When finally they breasted the rise of Tombstone Law and looked across the valley at the Hall, it was ablaze with lights in every window.

'Oh how beautiful!' said Jessica, 'Let's stop here for a moment. I want to savour it so.'

She got out and gazed ecstatically at the house. From its peel tower to its smoking chimneys and the lights gleaming from its windows it was everything she had hoped for. As if to celebrate this fulfilment the moon came out from behind a cloud and glinted on the surface of the reservoir and in the distance there came the baying of the Flawse hounds. The reading matter of Jessica's retarded adolescence was making itself manifest.

Chapter eight

It might be said that old Mr Flawse's reading matter made itself manifest next morning in the hall of the peel tower which his grandfather had restored to more than its former elegance. A contemporary of Sir Walter Scott and a voracious reader of his novels, he had turned what had been a fortified byre for cattle into a banqueting hall with plaster chasing and ornamental crests, while from the rafters there hung the tattered and entirely concocted battle-flags of half a dozen fictitious regiments. Time and moths had lent these standards a gauzelike authenticity while rust had etched a handiwork into the suited armour and armoury that they had never possessed when he had bought them. And armour and arms were everywhere. Hel-meted figures stood against the walls and above them, interspersed with the stuffed heads of stags, moose, antelope and bear, and even one tiger, were the swords and battle-axes of bygone wars.

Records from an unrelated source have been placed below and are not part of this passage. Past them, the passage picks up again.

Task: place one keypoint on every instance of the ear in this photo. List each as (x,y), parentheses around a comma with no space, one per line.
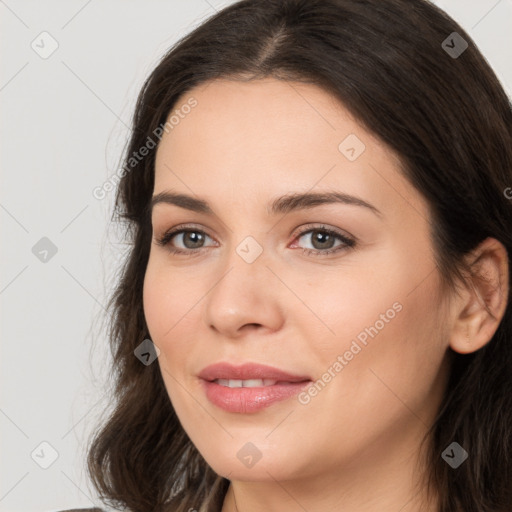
(483,300)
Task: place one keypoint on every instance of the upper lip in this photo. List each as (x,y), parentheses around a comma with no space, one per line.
(248,371)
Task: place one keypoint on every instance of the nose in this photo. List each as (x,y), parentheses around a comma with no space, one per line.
(247,297)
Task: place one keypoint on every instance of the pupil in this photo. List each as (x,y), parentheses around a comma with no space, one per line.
(323,238)
(195,237)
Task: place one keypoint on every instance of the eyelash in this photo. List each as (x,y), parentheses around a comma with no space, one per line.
(168,235)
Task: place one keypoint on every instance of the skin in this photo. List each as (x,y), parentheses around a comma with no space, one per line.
(355,445)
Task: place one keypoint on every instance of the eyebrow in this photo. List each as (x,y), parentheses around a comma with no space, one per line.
(281,205)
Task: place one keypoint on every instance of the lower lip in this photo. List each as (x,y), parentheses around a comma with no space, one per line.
(247,400)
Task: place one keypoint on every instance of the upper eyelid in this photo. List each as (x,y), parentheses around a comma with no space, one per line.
(180,229)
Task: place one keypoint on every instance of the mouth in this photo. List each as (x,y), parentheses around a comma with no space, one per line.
(250,387)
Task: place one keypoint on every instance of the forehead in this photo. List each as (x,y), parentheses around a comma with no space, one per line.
(271,136)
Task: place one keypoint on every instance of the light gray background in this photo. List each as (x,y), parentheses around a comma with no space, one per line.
(64,124)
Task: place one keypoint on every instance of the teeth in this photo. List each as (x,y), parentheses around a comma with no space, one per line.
(249,383)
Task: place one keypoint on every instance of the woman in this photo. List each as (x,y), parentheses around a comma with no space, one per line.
(315,311)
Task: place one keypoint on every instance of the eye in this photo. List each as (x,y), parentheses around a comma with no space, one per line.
(323,241)
(188,240)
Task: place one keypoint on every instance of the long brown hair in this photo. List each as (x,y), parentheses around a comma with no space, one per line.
(449,121)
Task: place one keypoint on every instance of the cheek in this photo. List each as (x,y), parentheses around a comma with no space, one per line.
(168,299)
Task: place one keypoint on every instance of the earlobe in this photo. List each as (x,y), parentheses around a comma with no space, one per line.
(482,305)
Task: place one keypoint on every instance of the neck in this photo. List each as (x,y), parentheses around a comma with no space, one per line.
(379,481)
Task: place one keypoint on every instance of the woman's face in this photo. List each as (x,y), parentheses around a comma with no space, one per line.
(258,280)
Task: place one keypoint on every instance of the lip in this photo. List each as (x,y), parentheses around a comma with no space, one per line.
(249,400)
(247,371)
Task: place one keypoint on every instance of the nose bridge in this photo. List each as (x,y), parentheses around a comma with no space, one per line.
(242,294)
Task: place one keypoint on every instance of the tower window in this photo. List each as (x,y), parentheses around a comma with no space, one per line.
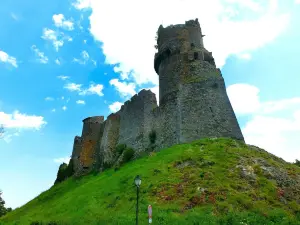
(196,56)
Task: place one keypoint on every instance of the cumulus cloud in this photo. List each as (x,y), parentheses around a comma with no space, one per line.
(80,102)
(125,89)
(39,54)
(63,77)
(114,107)
(73,87)
(5,58)
(14,16)
(84,58)
(57,61)
(231,27)
(273,125)
(49,99)
(21,121)
(61,21)
(53,37)
(62,160)
(92,89)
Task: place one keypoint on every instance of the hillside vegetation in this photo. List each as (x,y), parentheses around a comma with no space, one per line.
(211,181)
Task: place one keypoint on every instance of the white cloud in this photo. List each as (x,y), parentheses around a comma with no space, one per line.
(82,4)
(63,77)
(57,61)
(73,87)
(92,89)
(21,121)
(41,55)
(62,160)
(52,36)
(273,125)
(80,102)
(245,56)
(116,106)
(125,90)
(49,99)
(84,58)
(60,21)
(5,58)
(225,33)
(14,16)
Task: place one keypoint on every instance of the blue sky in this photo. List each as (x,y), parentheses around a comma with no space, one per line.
(62,61)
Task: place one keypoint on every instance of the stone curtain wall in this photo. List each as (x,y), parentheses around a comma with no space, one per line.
(109,140)
(193,104)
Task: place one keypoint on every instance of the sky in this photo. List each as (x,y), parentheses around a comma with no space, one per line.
(63,61)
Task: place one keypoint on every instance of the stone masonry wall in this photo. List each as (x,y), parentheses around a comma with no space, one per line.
(193,104)
(109,140)
(136,119)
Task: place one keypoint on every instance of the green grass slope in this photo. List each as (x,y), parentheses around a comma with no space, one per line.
(211,181)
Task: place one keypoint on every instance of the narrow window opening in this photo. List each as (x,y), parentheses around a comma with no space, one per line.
(196,55)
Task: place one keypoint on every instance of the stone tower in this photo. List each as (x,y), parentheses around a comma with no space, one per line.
(192,93)
(89,143)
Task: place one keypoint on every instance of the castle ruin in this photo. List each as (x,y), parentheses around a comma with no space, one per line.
(193,104)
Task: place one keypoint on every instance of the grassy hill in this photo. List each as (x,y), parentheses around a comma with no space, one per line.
(211,181)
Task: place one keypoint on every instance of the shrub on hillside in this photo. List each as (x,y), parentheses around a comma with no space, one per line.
(152,136)
(65,171)
(120,148)
(128,154)
(297,163)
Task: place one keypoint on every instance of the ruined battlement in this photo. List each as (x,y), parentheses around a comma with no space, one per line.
(193,104)
(94,119)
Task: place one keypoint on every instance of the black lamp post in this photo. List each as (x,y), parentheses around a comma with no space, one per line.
(137,182)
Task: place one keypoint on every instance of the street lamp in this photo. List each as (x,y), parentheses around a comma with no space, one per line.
(137,181)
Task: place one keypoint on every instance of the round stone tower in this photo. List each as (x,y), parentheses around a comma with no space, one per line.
(192,91)
(91,134)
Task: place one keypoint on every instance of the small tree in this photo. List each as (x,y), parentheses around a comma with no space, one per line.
(297,163)
(1,131)
(3,210)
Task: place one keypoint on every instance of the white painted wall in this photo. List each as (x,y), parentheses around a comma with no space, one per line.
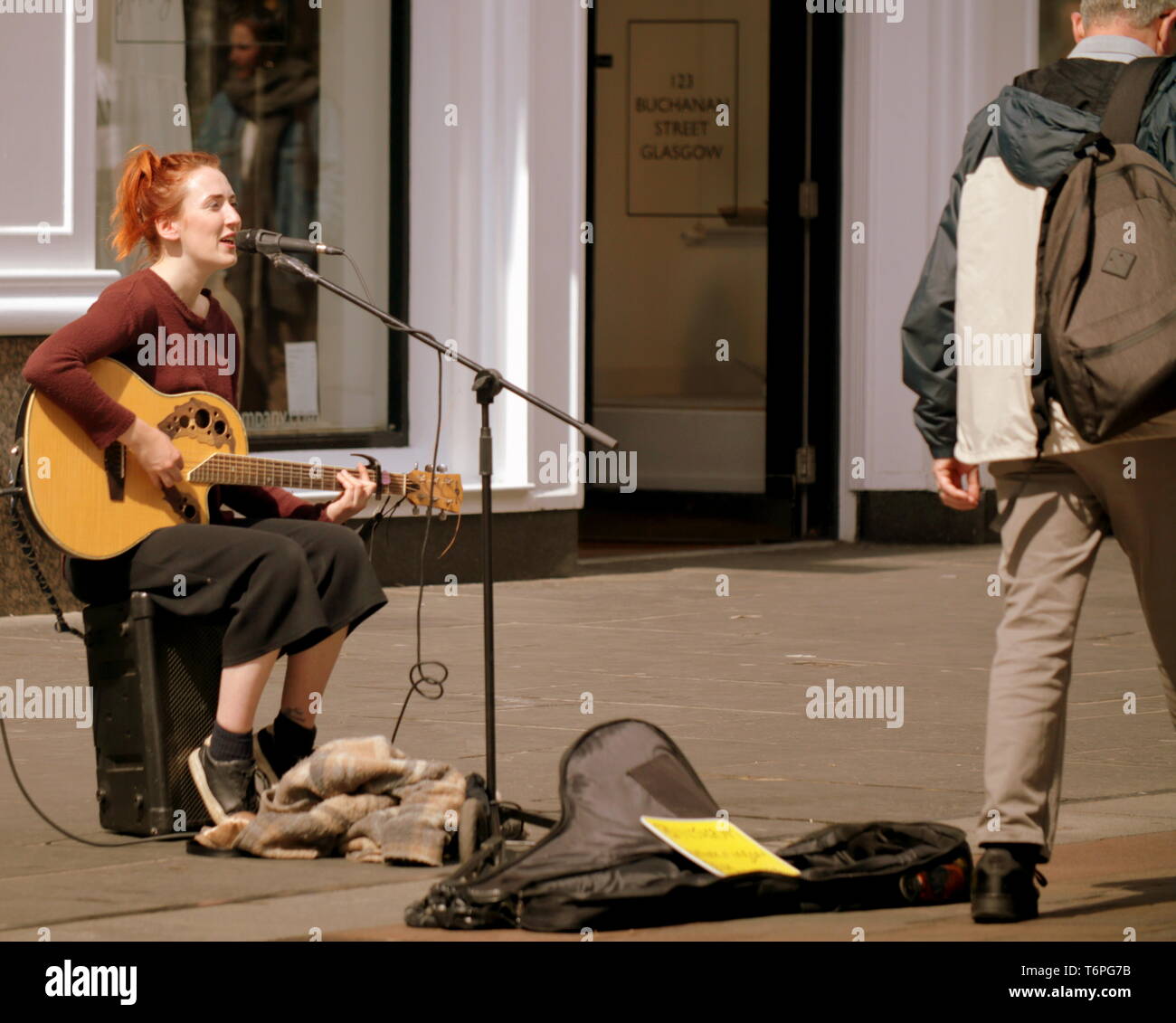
(910,89)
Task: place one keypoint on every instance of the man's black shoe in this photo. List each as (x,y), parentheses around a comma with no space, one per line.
(1002,886)
(224,787)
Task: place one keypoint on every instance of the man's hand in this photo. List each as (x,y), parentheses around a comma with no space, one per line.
(356,493)
(952,477)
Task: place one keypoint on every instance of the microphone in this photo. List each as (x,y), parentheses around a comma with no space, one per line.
(269,242)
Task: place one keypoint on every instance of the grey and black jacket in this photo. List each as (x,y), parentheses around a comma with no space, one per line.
(1042,117)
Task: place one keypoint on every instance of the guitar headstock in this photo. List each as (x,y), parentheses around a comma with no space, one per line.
(447,490)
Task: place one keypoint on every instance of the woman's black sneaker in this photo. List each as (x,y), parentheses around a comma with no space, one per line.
(271,761)
(1002,886)
(226,787)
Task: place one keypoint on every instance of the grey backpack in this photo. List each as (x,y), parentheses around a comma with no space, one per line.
(1108,278)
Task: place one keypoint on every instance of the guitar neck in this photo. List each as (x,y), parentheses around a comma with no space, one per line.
(247,470)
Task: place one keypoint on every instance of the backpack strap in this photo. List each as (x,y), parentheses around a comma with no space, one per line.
(1121,122)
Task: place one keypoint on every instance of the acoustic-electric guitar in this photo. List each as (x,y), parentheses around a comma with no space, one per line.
(97,504)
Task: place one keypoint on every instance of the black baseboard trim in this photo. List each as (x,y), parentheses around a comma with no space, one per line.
(918,516)
(527,545)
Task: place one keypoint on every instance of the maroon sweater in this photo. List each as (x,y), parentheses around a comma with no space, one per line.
(141,304)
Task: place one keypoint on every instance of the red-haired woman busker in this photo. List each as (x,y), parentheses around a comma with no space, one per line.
(287,577)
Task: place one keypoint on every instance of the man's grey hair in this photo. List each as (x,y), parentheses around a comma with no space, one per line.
(1139,14)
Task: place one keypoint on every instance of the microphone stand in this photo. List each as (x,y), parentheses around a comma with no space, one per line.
(487,384)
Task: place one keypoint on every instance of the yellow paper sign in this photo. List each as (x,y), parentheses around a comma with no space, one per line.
(717,845)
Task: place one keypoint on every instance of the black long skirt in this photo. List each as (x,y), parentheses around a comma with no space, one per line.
(277,583)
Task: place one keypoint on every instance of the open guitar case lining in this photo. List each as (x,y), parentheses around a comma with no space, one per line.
(601,868)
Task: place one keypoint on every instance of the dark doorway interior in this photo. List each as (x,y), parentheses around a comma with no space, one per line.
(801,410)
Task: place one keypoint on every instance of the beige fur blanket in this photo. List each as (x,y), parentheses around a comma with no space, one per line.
(356,798)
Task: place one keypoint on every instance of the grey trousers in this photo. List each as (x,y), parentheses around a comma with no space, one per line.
(1049,542)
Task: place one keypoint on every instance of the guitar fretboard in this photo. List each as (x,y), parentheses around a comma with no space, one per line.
(251,471)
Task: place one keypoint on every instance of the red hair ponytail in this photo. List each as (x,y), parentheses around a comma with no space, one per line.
(151,186)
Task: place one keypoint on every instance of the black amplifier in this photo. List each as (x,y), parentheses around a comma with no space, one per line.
(156,678)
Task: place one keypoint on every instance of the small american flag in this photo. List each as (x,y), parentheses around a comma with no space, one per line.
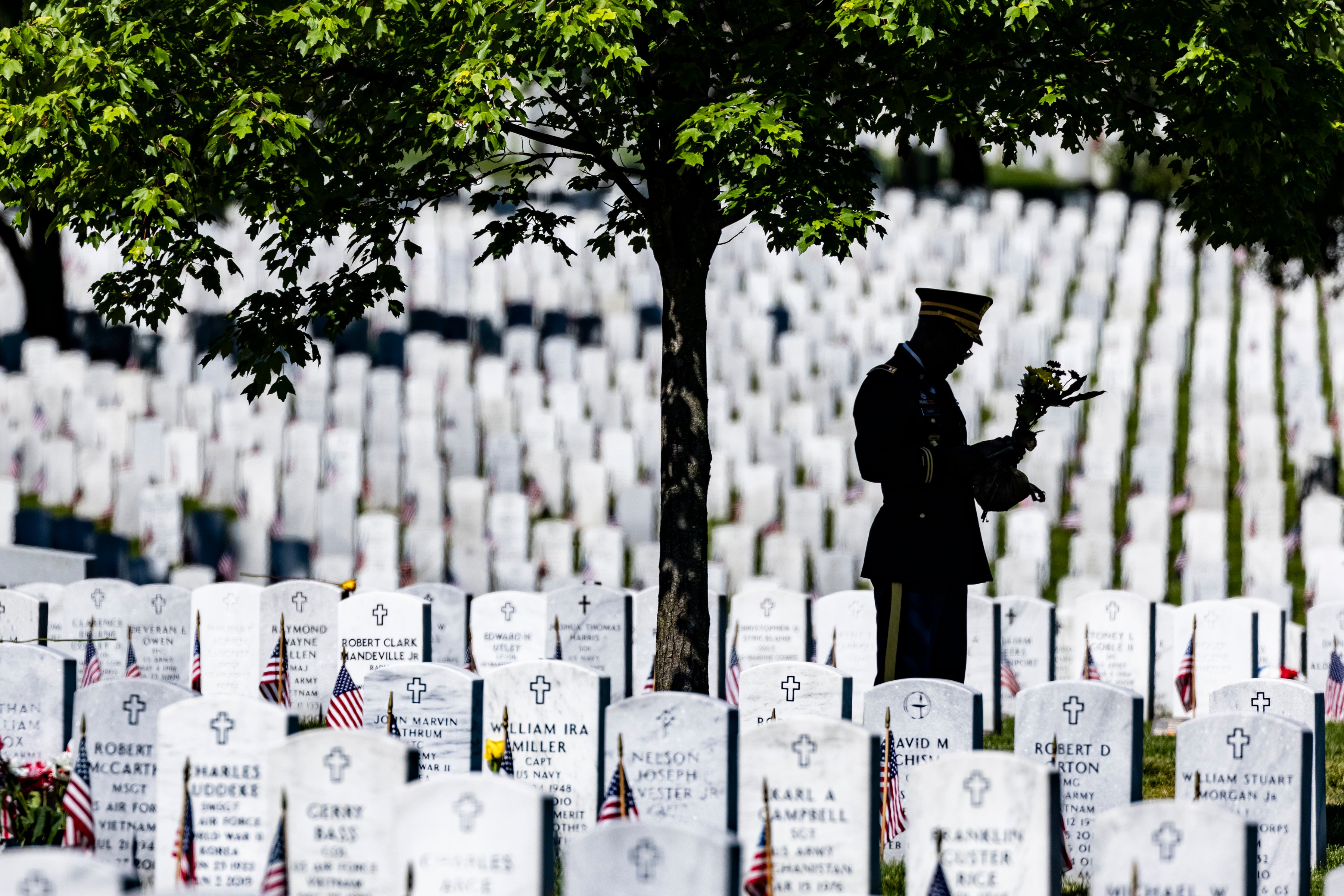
(78,800)
(347,706)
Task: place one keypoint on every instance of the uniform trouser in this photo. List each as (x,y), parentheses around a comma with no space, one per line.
(921,631)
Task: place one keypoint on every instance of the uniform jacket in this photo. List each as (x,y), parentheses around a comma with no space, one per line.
(913,441)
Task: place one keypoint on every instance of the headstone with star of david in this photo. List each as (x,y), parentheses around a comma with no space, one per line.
(596,631)
(849,620)
(1260,768)
(984,627)
(37,714)
(931,718)
(447,825)
(439,710)
(986,799)
(1092,734)
(1119,628)
(823,773)
(793,688)
(228,741)
(1026,645)
(1303,705)
(681,755)
(556,714)
(52,871)
(508,627)
(123,718)
(381,628)
(230,639)
(342,786)
(448,620)
(1176,847)
(771,625)
(312,639)
(652,859)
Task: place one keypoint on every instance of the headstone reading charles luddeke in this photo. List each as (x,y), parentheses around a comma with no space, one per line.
(681,757)
(123,734)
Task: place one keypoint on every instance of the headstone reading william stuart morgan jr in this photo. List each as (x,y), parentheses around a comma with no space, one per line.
(342,786)
(652,859)
(312,639)
(1179,848)
(824,811)
(795,688)
(1026,645)
(381,628)
(772,625)
(123,718)
(1099,733)
(681,757)
(596,632)
(850,621)
(229,742)
(37,714)
(556,712)
(1119,628)
(439,711)
(230,639)
(508,627)
(1259,766)
(476,835)
(1304,706)
(983,659)
(448,620)
(979,799)
(52,871)
(931,718)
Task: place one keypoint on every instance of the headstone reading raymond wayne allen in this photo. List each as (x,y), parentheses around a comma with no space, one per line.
(681,757)
(1092,734)
(1259,766)
(123,731)
(931,718)
(340,785)
(439,712)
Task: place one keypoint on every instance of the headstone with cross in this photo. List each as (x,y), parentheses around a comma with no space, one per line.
(1175,846)
(445,825)
(793,688)
(448,620)
(1260,768)
(652,859)
(232,656)
(771,627)
(123,718)
(508,627)
(1303,705)
(439,712)
(596,632)
(229,742)
(681,754)
(312,639)
(931,718)
(823,770)
(981,797)
(345,784)
(1093,734)
(1119,628)
(38,712)
(381,628)
(52,871)
(556,712)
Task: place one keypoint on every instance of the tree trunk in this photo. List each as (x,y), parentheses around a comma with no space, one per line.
(683,235)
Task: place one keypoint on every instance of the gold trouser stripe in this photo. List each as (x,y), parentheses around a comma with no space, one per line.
(889,660)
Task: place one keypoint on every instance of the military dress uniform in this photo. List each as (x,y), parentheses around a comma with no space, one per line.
(925,544)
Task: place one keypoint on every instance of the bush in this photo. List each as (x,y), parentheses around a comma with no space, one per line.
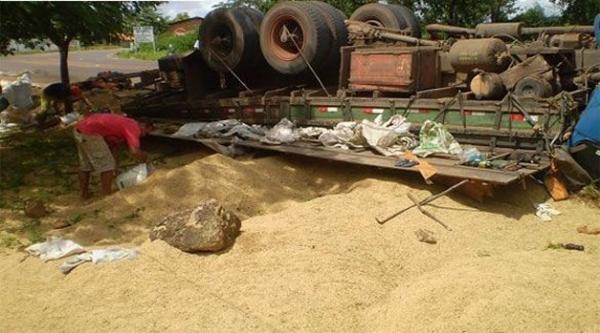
(179,44)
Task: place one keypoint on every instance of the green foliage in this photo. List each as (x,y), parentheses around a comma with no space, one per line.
(180,17)
(147,16)
(535,17)
(61,22)
(167,43)
(578,11)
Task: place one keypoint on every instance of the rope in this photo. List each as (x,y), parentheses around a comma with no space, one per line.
(230,70)
(291,37)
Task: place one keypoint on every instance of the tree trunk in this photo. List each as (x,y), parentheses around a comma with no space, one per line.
(63,49)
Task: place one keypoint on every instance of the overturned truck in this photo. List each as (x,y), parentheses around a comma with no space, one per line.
(511,92)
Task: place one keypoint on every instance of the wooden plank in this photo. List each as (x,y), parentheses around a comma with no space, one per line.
(444,167)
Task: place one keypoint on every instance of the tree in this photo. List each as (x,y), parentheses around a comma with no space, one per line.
(180,17)
(61,22)
(579,11)
(536,17)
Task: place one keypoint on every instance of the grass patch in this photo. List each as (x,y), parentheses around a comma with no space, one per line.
(142,55)
(166,43)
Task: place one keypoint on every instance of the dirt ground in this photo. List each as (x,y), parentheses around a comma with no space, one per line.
(310,256)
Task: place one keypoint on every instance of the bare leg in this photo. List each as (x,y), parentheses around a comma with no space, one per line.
(84,184)
(106,179)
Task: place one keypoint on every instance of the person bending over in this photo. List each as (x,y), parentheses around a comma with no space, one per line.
(98,137)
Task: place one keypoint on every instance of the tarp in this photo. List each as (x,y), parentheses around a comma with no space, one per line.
(597,29)
(588,124)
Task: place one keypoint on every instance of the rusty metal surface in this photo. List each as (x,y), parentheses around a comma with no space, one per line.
(394,69)
(536,65)
(487,54)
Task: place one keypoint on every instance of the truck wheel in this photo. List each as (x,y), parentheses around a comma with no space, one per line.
(409,18)
(380,15)
(230,39)
(305,23)
(531,86)
(335,21)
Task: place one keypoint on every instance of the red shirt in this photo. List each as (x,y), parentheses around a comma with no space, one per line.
(114,128)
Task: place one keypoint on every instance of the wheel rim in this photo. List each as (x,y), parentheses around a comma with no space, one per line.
(375,23)
(221,40)
(282,47)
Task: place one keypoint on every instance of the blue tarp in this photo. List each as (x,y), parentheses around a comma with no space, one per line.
(597,29)
(588,126)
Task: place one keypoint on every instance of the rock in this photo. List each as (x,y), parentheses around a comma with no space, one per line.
(35,209)
(207,227)
(425,236)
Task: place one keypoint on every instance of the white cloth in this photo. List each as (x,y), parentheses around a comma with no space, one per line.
(18,93)
(189,129)
(54,249)
(97,257)
(545,211)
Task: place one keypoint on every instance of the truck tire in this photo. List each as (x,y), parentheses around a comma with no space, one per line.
(335,21)
(531,86)
(380,15)
(409,18)
(306,22)
(230,36)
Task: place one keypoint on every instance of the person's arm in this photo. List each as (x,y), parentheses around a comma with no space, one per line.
(86,101)
(138,154)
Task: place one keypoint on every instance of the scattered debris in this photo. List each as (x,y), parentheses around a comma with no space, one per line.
(207,227)
(425,236)
(584,229)
(97,257)
(35,209)
(435,138)
(545,211)
(55,248)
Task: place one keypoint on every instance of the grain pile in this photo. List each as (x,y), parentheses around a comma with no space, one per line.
(249,188)
(323,264)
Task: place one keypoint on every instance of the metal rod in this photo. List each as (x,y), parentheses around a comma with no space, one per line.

It was in this bellicose setting, with a great fire blazing in the hearth and smoke filtering up among the flags, that Mr Flawse chose to have his will read. Seated before him at a huge oak table were his nearest and supposedly dearest: Lockhart, Mrs Flawse, Jessica in a coma of romance, Mr Bullstrode the solicitor, who was to read the will, two tenant farmers to witness its signature, and Dr Magrew to certify that Mr Flawse was, as he proclaimed, of sound mind.

'The ceremony must be conducted under the most stringent of legal and jurisprudent conditions,' Mr Flawse had instructed, and so it was. He might just as well have added that the late and great Thomas Carlyle would lend the weight of his rhetorical authority to the proceedings, and certainly there were strains of the Sage of Ecchilfeccan in the old man's opening address. His words rang in the rafters and while for legal reasons the will contained few commas, Mr Flawse made good this deficiency by larding his speech with semi-colons.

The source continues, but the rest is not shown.